Maximum Likelihood Learning of Unnormalized Models for Simulation-Based Inference
This work addresses simulation-based inference for experimental observations, offering a more efficient alternative to existing methods, though it appears incremental as it builds on synthetic likelihood approaches with a novel combination of EBMs and KL loss.
The authors tackled the problem of simulation-based inference (SBI) by introducing two synthetic likelihood methods that learn conditional energy-based models (EBMs) using synthetic data from a simulator, enabling posterior estimation with MCMC. They demonstrated improved performance on a neuroscience model, outperforming prior methods with a fraction of the simulation budget.

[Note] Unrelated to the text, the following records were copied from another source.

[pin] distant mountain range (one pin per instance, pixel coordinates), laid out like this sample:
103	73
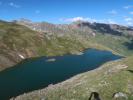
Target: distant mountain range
22	39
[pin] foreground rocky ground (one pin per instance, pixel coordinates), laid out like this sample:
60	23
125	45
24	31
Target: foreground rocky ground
111	81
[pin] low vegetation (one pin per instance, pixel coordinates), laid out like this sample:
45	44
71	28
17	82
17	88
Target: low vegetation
110	78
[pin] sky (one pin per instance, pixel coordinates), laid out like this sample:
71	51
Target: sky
67	11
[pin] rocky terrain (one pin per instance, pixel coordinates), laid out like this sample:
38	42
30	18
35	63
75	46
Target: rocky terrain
23	39
112	81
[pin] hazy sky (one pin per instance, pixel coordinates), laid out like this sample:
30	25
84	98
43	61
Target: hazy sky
65	11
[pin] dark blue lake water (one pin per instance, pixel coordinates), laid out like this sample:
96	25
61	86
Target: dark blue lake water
34	74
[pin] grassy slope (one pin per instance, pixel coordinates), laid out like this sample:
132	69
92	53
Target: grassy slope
17	39
110	78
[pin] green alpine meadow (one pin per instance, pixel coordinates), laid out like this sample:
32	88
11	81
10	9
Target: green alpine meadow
66	50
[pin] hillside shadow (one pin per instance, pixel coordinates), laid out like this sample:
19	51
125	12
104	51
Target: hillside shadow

We introduce two synthetic likelihood methods for Simulation-Based Inference (SBI), to conduct either amortized or targeted inference from experimental observations when a high-fidelity simulator is available. Both methods learn a conditional energy-based model (EBM) of the likelihood using synthetic data generated by the simulator, conditioned on parameters drawn from a proposal distribution. The learned likelihood can then be combined with any prior to obtain a posterior estimate, from which samples can be drawn using MCMC. Our methods uniquely combine a flexible Energy-Based Model and the minimization of a KL loss: this is in contrast to other synthetic likelihood methods, which either rely on normalizing flows, or minimize score-based objectives; choices that come with known pitfalls. We demonstrate the properties of both methods on a range of synthetic datasets, and apply them to a neuroscience model of the pyloric network in the crab, where our method outperforms prior art for a fraction of the simulation budget.